Zur großen Freude der 1500 Landsleute, die aus allen Teilen der Bundesrepublik und sogar aus Österreich gekommen waren, ergriff der neue Vortänzer das Wort. Oberbürgermeister Dr. König entwarf das Bild unserer Heimat, wie er sie erlebt hatte, mit den schmucken und sauberen Dörfern und Städten, mit Bewohnern, deren Gastfreundschaft und Tüchtigkeit ein Begriff waren. „Der Verlust dieser Heimat trifft nicht nur den Kreis der Vertriebenen; dieses Land war ein kulturelles Bollwerk, Garant für ein friedliches westliches Abendland“, sagte Dr. König. Daß er an diesem Abend die altschwäbische Tracht zusammen mit seiner Gattin angelegt habe, solle symbolisch die Verbundenheit der „Schwaben mit den Schwaben“ zum Ausdruck bringen. Diese Tracht sei damals in Göppingen und auf der ganzen Ostalb getragen worden, als der große Schwabenzug nach dem Südosten zog. Und in der Gemeinde Unterböhringen befinde sich im Rathaus ein großes Bild, das an die Zeit der Schwabenzüge erinnere. Josef Michels überreichte dann dem Oberbürgermeister eine Reproduktion des Einwanderungsbildes von Jäger. Dr. König versprach, diesem Bild in seinem Rathaus einen Ehrenplatz zuzuweisen.

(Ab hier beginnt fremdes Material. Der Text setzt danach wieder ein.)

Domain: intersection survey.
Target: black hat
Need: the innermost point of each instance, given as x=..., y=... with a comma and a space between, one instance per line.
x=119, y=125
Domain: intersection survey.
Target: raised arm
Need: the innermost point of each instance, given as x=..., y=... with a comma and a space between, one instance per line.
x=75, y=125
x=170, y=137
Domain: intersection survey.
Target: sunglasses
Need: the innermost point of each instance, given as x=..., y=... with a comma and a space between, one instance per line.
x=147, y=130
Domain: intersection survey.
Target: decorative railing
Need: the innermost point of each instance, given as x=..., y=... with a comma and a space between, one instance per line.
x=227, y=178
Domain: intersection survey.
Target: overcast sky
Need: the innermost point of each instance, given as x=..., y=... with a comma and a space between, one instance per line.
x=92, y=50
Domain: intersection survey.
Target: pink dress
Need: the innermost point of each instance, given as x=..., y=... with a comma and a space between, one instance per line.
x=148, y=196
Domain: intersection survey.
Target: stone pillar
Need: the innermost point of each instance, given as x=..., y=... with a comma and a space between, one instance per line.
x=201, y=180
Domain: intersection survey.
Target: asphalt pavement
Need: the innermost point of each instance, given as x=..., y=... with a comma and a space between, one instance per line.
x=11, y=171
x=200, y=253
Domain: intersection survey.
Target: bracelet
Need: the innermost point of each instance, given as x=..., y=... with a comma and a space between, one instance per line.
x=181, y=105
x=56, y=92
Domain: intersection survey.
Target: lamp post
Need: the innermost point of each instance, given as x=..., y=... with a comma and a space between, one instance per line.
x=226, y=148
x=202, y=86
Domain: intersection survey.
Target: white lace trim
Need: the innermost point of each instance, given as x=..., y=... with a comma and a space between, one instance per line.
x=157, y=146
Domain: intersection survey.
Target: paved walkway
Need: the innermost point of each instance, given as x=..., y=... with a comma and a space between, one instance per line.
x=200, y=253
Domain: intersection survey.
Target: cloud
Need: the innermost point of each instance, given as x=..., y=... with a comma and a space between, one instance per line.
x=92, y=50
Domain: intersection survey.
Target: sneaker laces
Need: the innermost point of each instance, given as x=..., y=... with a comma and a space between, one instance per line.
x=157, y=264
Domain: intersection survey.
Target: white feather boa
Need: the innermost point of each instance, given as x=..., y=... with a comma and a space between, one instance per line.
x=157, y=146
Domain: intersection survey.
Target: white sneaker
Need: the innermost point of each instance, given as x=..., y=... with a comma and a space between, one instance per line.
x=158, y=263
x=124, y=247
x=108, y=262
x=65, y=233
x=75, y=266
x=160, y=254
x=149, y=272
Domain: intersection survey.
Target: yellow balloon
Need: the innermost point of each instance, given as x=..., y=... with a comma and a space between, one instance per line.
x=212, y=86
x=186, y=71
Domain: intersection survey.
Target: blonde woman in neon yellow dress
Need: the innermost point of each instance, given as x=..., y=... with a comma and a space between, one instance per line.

Der Vortänzer überreicht Herrn OB Dr. König den Kirchweihßstrauß


Eine Göppinger Zeitung schloß ihren Bericht über das Trachtenfest der Banater Schwaben aus Rumänien, der
Deutschen aus Jugoslawien und Ungarn, das leider nur von dem Landesverband Baden-Württemberg der Landsmannschaft der Banater Schwaben unterstützt wurde, mit folgenden Worten:
„Das Motto des Landestrachtenfestes „Wie’s d’rheem war“, erfüllte sich am Samstagabend ganz mit Leben. Der Anblick der reizenden, zum Teil außerordentlich kostbaren und später prämiierten Trachten war eine reine Augenweide. Plissierte Röcke über drei bis sechs brettsteifen Unterröcken, gestrickte Schürzen, Jacken und Bänder aus Brokatseide, Samt und Leinen; dazu die mit künstlichen Blumen und kleinen Spiegeln verzierten Hüte der Männertracht aus Ungarn und zierlich gefälteten Hemden und Hauben der Mädchen aus Jugoslawien. Dies alles wirbelte und stampfte zu Polka-, Walzer- und Marschmusik über den Tanzboden.
Die gut vertretene ältere Generation „in Zivil“ zeigte sich voller Schwung und Temperament den altdeutschen Tänzen ebenso gewachsen. Das Fest klang erst lange nach Mitternacht aus – „gmietlich, wie’s d’rheem war“.